İran'daki Gösteriler

İran'daki gösteriler Mısır halkını desteklemek amacıyla başlatılmıştır. İran Yönetimi'nin Mısır Halkı'nı destekleyen bir söylem kullanması, İran Halkı'na cesaret vermiş ve halk, Mısır'ı desteklemek için sokaklara dökülmüştür. İran Yönetimi ise Orta Doğu'daki devlet başkanlarını devirmeye yönelik hareketlere yaklaşımında ciddi bir çelişki yaşamaktadır. Orta Doğu'daki Batı yanlısı yönetimlerin halk tarafından devrilmesini, Orta Doğu'daki rolü açısından desteklemek isteyen İran, gösterilerin kendi ülkesindeki muhalefeti hareketlendireceğinden korkmaktadır. İran'daki gösterilerin de bir anda büyümesi ve çatışmaya dönüşmesi,[2] İran Yönetiminin korkmakta haklı olduğunu göstermiştir. Bu bağlamda İran'ın, "devrilen domino taşları"ndan biri olduğu gibi bir kanıya varılabilir ancak İran diğer ülkelerden önemli farklarla ayrılmaktadır.

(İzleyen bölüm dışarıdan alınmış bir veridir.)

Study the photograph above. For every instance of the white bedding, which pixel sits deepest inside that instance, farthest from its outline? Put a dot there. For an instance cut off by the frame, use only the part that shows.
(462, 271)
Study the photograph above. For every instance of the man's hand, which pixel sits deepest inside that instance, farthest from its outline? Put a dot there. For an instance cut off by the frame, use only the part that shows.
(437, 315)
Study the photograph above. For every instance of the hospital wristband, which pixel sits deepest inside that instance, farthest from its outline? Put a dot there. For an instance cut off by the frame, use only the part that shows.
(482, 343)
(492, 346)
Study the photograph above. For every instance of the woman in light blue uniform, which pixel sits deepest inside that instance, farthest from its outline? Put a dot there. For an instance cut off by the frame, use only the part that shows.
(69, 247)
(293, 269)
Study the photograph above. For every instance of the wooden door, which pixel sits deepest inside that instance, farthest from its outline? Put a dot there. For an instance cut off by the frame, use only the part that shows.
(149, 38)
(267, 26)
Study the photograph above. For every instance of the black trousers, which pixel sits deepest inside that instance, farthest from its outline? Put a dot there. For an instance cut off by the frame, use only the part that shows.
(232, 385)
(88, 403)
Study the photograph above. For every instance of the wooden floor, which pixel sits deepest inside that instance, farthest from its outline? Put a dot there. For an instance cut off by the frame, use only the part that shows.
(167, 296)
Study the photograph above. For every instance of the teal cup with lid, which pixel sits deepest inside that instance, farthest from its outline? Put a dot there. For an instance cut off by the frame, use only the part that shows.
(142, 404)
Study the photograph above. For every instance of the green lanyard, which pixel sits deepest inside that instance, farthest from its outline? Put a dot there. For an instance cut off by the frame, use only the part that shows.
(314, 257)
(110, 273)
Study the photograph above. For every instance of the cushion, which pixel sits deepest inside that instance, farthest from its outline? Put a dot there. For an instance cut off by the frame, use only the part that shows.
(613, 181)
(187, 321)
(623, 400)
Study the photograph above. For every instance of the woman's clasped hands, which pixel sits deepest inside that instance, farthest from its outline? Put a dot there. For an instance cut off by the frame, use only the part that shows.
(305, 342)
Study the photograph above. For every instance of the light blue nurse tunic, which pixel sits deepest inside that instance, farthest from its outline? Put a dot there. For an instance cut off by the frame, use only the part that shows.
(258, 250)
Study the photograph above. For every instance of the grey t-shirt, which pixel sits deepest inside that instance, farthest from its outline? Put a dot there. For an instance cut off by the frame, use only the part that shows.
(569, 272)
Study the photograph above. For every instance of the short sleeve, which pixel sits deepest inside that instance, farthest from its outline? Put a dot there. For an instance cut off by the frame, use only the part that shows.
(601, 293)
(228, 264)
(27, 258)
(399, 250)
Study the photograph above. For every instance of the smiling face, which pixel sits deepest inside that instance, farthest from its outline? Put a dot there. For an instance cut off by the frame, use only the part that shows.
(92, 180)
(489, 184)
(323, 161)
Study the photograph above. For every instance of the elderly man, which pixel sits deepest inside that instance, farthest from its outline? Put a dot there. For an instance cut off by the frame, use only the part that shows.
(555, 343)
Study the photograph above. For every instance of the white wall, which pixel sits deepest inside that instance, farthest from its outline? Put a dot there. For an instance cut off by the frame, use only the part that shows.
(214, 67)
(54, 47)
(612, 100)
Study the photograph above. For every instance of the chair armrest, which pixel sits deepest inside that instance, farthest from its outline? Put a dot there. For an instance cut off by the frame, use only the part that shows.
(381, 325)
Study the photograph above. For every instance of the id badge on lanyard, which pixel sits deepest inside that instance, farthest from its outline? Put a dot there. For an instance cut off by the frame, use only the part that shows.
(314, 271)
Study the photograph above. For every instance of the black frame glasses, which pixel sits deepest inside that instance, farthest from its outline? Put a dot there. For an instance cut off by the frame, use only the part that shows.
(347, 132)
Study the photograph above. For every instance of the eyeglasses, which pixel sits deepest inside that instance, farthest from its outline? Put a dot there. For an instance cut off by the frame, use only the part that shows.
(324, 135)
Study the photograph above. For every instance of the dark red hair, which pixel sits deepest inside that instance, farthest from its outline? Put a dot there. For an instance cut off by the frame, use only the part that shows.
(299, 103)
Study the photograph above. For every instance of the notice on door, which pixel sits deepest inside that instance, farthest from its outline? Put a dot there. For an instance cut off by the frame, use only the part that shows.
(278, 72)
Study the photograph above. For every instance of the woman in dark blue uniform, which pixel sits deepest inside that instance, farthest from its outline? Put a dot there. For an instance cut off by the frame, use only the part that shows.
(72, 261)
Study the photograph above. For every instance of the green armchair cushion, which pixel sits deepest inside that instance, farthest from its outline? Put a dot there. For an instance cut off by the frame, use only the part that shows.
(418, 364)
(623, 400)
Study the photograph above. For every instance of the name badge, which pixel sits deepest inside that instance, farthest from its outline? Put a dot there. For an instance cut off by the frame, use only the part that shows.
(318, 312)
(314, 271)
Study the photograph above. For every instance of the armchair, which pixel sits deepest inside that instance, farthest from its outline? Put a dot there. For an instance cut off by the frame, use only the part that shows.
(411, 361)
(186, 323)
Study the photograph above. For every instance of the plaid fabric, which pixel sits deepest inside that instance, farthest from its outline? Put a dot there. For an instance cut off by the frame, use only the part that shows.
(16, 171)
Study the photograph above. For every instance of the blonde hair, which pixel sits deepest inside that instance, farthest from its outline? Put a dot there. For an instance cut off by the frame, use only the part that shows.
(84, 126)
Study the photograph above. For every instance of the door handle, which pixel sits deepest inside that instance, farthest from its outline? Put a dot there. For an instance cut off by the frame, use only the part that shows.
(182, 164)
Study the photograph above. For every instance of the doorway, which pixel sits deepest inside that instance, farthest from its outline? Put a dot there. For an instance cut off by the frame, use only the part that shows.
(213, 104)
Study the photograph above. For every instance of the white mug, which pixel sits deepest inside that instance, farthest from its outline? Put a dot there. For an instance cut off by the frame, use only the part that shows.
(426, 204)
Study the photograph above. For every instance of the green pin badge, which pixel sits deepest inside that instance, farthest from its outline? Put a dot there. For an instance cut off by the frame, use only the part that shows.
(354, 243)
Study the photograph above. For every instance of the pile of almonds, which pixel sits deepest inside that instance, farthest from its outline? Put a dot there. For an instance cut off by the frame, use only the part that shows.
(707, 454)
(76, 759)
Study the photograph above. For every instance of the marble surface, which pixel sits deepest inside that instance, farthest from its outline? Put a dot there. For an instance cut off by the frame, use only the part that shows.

Diğer ülkelerin aksine, İran'da, 1979 Devrimi'nden bu yana mevcut sistem içinde güçlü bir muhalefet olmuştur.[3] Ahmedinejad ile birlikte sistem içi muhalefeti etkisizleştirme çabaları ve ülkedeki kötüleşen ekonomik durumun düzelmemesi, iktidara yönelik tepkileri arttırmıştır. Haziran 2009 seçimlerinde yolsuzluk yapıldığı iddiaları da muhalefetin gösterilerine ve buna bağlı olarak çatışmaların çıkmasına neden olmuştur.İran'da yaşananlar, Tunus ve Mısır olaylarının devamı değil, İran'ın Haziran 2009'daki olaylı seçimlerinin ardından yapılan gösterilerin devamıdır. Mısır'daki olaylar sadece, İran'daki mevcut muhalif hareketlere bir işaret fişeği olmuştur.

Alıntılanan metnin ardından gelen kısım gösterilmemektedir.